CHAPTER 3
The hum of wheels on metal tracks makes her eyes close and her head droop. In a reflex, her neck snaps back, her eyes pop open, and she stares around her.
“The only thing worse than being on a smelly, stuffy, overcrowded subway train is being on a miserable, empty one on Christmas Day,” she grumbles.
Apart from herself, there is only a drunk with puke on his camel coat, asleep across three seats at the far end, and a bun-haired, eighty-year-old in black across from her, reciting her rosary out loud.
Lary’s eyes drift closed again; her mind returns to her last thought in the bathroom. What had happened to her beautiful life? And how was she ever going to get it back? Where is Alan anyway? She and Alan had been dating casually before she was fired. Truth be told, he had been missing for over a month before she had even noticed.
Must work on those relationship skills. While she’s at it, she should make a new plan.
But what would be on her new plan? She knows how to make plans. After all, she made plans all the time on the cooking show. So, Number one: fix finances. How to do that? Talk to a financial planner. No, first, a new job. Must get a new job to make enough money to afford a financial planner. Okay, new job first.
Number two: get your body back in shape. Join a gym. Wait, she can’t afford a gym right now, so free exercise is what’s needed. So, start jogging or speed walking, or whatever they call it. And dig out the old Jane Fonda workout tape and do that. Okay, what’s next?
Number three: a new love life. A proper one this time. No more actors. No more artists. No more handsome waiters and bartenders who wanted to get into the movies. She would like a proper fella. One with his feet on the ground. Unmarried, of course. With an actual job.
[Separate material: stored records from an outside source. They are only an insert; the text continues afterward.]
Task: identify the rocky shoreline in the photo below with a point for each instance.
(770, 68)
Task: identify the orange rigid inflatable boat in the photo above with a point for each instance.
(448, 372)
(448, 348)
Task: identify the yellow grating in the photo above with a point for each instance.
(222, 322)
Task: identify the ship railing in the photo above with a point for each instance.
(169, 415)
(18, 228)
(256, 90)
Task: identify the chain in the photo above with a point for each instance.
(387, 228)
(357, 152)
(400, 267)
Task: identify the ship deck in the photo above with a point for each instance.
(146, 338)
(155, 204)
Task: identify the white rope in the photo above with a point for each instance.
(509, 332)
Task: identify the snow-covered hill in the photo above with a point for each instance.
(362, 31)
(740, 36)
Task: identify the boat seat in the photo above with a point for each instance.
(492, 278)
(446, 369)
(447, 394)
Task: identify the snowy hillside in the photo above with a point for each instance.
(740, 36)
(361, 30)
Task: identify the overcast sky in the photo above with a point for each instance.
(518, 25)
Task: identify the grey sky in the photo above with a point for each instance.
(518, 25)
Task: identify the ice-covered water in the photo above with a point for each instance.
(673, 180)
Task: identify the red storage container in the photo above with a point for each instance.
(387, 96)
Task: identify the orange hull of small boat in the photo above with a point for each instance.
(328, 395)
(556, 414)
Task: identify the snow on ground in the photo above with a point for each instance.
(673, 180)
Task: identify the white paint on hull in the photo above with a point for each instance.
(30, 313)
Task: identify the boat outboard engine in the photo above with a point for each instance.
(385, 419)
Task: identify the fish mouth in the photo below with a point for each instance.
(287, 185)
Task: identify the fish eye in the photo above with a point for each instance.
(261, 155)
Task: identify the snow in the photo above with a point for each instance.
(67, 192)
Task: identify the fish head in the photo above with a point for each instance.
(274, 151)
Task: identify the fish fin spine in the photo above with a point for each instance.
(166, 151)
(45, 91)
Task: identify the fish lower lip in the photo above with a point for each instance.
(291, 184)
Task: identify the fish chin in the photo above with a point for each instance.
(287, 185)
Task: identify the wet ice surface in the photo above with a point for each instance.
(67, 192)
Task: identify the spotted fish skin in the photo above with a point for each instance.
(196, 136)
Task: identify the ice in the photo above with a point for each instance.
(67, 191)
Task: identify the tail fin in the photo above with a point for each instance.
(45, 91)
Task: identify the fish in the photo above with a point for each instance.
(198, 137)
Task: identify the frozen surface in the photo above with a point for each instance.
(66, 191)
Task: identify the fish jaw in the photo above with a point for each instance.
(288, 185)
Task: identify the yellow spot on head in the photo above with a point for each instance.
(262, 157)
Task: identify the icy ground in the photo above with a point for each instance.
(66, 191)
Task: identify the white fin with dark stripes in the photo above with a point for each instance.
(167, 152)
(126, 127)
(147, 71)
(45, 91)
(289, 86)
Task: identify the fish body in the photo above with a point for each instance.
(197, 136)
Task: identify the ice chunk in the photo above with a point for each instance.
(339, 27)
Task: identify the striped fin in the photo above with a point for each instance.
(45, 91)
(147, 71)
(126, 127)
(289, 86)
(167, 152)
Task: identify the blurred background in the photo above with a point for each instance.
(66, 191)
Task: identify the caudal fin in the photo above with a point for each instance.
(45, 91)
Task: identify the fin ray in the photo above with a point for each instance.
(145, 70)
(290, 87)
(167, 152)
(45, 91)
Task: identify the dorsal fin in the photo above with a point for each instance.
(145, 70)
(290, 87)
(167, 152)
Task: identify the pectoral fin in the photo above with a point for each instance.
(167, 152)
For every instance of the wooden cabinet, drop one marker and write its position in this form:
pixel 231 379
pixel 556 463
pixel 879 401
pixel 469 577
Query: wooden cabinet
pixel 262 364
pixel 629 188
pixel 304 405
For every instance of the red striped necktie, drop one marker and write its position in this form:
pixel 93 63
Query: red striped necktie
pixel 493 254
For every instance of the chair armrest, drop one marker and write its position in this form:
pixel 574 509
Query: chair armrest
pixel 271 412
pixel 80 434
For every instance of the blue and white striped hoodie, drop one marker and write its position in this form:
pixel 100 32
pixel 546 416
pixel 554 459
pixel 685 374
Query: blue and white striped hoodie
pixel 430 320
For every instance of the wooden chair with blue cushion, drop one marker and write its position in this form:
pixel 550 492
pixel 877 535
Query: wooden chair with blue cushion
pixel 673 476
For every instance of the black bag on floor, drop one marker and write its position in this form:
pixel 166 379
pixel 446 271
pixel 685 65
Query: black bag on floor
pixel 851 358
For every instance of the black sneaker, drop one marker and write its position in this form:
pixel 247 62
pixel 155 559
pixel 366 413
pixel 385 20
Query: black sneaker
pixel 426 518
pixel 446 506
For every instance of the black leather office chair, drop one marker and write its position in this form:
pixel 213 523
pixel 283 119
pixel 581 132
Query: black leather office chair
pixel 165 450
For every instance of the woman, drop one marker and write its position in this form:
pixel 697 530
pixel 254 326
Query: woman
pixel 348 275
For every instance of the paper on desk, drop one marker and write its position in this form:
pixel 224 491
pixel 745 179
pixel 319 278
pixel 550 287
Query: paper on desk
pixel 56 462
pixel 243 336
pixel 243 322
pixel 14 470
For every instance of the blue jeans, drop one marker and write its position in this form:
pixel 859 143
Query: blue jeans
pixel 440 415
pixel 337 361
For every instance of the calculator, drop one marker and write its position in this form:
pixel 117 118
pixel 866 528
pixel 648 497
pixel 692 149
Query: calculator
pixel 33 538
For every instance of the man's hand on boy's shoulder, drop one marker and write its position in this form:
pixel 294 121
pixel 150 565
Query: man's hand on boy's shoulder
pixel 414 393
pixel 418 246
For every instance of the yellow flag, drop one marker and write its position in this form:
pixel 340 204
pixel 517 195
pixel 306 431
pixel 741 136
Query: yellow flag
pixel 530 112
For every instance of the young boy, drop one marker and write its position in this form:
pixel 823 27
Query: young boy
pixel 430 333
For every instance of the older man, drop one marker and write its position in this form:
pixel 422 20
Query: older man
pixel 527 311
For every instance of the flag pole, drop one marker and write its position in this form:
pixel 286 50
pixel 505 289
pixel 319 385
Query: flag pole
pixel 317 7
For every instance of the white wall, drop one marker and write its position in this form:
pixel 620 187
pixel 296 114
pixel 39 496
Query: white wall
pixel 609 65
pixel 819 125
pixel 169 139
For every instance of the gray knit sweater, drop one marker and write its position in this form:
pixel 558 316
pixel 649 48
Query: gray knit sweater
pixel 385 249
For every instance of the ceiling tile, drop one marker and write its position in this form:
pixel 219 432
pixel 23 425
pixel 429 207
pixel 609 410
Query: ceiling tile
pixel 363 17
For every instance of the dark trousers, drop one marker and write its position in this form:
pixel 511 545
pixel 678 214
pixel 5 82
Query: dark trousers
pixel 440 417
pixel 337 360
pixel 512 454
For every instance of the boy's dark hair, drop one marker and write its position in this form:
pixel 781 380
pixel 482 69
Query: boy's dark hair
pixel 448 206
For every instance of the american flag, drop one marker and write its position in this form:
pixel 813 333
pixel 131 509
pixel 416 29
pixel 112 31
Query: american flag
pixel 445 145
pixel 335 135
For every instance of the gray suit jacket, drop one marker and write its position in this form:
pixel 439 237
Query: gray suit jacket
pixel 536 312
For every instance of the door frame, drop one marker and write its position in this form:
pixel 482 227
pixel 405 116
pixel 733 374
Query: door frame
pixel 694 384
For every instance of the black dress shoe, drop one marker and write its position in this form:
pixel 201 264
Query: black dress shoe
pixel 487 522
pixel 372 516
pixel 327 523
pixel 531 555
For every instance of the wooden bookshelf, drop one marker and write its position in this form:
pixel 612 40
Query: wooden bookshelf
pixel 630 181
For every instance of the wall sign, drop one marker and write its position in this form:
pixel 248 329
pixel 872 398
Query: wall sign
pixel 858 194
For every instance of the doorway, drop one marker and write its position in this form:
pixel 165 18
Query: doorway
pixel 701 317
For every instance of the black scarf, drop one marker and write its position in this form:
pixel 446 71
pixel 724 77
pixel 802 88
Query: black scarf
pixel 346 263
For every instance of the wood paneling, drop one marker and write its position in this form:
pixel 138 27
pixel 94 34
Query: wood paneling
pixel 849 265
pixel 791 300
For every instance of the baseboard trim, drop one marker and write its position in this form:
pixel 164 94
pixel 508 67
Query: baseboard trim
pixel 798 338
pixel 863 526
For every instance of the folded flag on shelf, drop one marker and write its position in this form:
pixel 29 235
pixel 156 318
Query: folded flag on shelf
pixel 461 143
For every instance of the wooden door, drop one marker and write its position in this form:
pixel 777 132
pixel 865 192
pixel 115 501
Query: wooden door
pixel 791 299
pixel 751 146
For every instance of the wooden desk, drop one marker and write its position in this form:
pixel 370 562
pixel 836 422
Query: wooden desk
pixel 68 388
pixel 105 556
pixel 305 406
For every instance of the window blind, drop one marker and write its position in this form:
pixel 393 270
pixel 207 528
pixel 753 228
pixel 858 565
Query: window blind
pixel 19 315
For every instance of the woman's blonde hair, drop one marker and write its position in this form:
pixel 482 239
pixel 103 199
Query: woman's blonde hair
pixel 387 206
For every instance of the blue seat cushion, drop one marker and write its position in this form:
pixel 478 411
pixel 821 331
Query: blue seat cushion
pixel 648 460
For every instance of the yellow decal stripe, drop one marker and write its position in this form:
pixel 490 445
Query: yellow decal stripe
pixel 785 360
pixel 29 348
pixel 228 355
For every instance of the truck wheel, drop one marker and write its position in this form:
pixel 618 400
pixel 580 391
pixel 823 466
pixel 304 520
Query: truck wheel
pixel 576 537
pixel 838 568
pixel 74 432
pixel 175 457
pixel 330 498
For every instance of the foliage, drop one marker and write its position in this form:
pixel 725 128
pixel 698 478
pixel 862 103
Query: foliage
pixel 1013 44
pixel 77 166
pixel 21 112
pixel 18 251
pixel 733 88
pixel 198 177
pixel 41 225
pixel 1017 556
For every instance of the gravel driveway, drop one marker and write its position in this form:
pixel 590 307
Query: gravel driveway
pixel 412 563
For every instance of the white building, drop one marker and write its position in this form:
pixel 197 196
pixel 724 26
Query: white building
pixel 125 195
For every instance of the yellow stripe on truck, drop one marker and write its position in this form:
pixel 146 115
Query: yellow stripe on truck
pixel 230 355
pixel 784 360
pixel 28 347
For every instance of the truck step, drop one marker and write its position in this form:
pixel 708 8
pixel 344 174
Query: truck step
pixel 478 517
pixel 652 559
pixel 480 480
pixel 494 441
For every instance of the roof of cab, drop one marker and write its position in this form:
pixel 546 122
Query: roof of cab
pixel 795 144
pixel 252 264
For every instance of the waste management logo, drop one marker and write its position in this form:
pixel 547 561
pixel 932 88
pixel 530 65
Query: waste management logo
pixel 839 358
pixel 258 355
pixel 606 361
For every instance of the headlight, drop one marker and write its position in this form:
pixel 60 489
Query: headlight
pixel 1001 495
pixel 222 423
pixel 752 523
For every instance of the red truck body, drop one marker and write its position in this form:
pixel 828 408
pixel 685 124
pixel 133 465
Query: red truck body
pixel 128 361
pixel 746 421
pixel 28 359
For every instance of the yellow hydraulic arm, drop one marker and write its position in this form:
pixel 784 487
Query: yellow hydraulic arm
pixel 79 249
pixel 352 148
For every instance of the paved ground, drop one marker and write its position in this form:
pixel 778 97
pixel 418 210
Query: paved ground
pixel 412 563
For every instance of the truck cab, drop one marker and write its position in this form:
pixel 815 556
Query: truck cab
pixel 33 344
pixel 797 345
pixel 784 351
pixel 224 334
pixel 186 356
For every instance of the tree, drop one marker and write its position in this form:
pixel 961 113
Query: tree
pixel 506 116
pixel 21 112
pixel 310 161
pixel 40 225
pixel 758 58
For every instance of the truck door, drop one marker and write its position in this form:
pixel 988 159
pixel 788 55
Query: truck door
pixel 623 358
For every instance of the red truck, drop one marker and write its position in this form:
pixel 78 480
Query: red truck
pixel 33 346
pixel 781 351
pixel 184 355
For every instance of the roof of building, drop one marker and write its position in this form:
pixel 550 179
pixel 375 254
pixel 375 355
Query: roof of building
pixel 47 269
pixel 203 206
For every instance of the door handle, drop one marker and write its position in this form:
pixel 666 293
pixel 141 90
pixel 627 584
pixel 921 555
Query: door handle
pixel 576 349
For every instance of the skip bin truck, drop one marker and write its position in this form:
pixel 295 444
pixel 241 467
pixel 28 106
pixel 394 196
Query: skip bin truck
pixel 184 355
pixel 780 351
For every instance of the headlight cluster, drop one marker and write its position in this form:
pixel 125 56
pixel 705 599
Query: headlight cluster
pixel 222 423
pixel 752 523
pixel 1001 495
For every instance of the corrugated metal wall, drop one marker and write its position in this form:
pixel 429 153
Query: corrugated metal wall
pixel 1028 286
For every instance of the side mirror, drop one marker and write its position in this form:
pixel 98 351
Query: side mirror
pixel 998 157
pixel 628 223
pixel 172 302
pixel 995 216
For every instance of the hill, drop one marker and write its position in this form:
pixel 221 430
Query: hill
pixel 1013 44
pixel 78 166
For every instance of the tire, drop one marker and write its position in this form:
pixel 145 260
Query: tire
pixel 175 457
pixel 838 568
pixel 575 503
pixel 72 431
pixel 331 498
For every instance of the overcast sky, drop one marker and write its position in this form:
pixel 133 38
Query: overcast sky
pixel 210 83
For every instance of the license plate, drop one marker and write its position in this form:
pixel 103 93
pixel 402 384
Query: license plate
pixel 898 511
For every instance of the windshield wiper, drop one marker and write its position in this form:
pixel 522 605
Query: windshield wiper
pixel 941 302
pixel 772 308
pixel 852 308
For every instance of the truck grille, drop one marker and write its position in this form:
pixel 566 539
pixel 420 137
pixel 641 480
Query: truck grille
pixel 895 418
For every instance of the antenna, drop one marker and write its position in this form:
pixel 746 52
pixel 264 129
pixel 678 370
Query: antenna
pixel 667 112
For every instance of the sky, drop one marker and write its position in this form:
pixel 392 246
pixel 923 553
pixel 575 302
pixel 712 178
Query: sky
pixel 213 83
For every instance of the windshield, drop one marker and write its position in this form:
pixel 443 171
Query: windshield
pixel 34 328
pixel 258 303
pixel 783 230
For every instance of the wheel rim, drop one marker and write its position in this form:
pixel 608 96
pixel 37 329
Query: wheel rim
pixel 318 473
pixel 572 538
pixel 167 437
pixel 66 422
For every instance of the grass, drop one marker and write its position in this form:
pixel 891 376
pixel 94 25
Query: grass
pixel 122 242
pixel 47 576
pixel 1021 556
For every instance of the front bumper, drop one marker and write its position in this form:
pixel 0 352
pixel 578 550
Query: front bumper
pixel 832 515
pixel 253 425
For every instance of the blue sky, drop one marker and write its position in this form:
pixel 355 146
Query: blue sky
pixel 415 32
But first she would get herself a good job and lose weight. And don’t forget, quit smoking. That should have been Number ….
Lary’s hand relaxes with the hypnotic subway drone, slowly dropping the bag of presents dangling from her glove. She jumps up clumsily to chase three pathetically wrapped boxes across the gritty floor. Rosary Woman glares at her in disgust.
Lary makes a bug-eyed face at the old lady. “Oh, go peanut-butter!” She steps on the jewelry-sized box with her boot, crushing it. Hanging onto a pole, she lurches down to pick up the gift just as the train pulls into the station. The other two presents roll to a stop nicely, right in front of the sleeping drunk in the camel coat.
Lary holds her nose with one hand, retrieving the boxes with the other.
“Wanna go ta pardy?”
They are on eye level. Red-rimmed browns stare into Lary’s bleary blues. Oh no, he’s awake.
“I’m goin’ ta pardy. Wanna come? You god nice boobs.” He directs his sixty-year-old stockbroker’s grin he assumes is irresistible at her chest, visible inside her open coat while she crouches down to retrieve her gifts.
“As charming as that sounds, I’m going to pass,” Lary snaps, grabbing her parcels and stumbling awkwardly towards the other end of the moving train.
Back in her seat, she notices Rosary Woman is gone, replaced by an offensively happy couple in their mid-twenties, giggling and playing kissy-facey. Lary watches them listlessly for a while, attempting to un-crush the small box, and brush off the wet mud streaks from the others. In a temper she suddenly jams them back in her shopping bag, leans back, and closes her eyes.
Life used to be so easy. Why was that? When she wanted a job, she found a job. When she wanted a man, she found a man. She didn’t necessarily keep the job or the man, and they weren’t necessarily good jobs or good men, but they crossed her path so easily.
Was it because that, back then, she was young, slim, pretty, and had the most alluring quality of all, smarts? To be fair, most people would say she was a smart aleck rather than smart, strictly speaking.
Her first break in television was thanks to her father’s golfing buddy, Frank, who wanted desperately to seduce her. (He had failed miserably heh, heh.)
Meeting her first husband? Now that was a meeting she wished she could unmeet. Arthur the art dealer. Fun until he left her for his protégé artist. Then her second husband Randy the American surfer playwright. She had adored Randy. All his creativity. His brilliance, really. He was a fountain of stunning ideas. When he had asked, or more truthfully when he had begged, she had lent him every cent in her bank account to get his play off the ground like a good wife should, right?
Luckily, her brother Roger had paid her ticket back from San Francisco. And Frank the Seducer at the TV station had rehired her right away, even though she still refused to sleep with him.
You see? Everything had been so easy-peasy way back when. So, what happened? What had changed?